SQL databases can (and do) scale to high volumes, and would have avoided a lot of re-engineering. What was the final blocker for WePay that meant that optimising SQL could go no further?

[+] marcinzm|6 years ago|reply
SQL on it's own scales to a point, that point being however large you can make a single machine. Which can be quiet small depending on the data sizes in question. Beyond that you need to use something like Vitess (which the article mentions) but that comes with it's own overheads and caveats. You no longer have SQL really, you have Vitess. A couple years ago a company I was at tried to use Vitess but found too many edge cases and too much operational overhead.
[+] Thaxll|6 years ago|reply
They don't really scale since MySQL / PG don't have built in features for horizontal scaling / sharding ect ... If you want to make it scale you have to do a lot of things manually / use third party tools / solutions.
[+] ledneb|6 years ago|reply
Looking at the "double-writing" option, this talk by Udi Dahan ("Reliable Messaging Without Distributed Transactions") could be of interest to you https://vimeo.com/showcase/3784159/video/111998645

It's still a "double write" but you may not need distributed transactions if you're happy with at-least-once writes to Kafka and deduplication on the consuming side.

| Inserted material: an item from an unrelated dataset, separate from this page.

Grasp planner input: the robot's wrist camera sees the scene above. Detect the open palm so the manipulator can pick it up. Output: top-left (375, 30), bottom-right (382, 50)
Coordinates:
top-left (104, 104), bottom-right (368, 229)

[+] vijaybritto|6 years ago|reply
Sorry, Off topic here: Why are there three scrollbars for the window??!
[+] twic|6 years ago|reply
Redundancy. Only one of the scrollbars is actually active at the moment, but if it fails, a leadership election will take place, and one of the others will take over as the active.
[+] fasthandle|6 years ago|reply
This was a remarkably detailed and honestly confusing post from Tencent, until I noticed the Chase logo at the top, and it was not by Tencent. (The WeChat team in Tencent there is very small, close, integrated).

Pretty major name clash here, WeChat pay aka WePay, perhaps WeChat Pay, and well, another WePay.

For those not familiar, WeChat, somewhat a WhatsApp+/Facebood Messenger of China, probably earlier mover however riding from QQ, transact billions of yuan in payments every day and together with AliPay is promoting a cashless society (which I think is wrong, I like cash).

[+] haecceity|6 years ago|reply
Why do you think cash is preferable to electronic payment? I personally hate carrying change.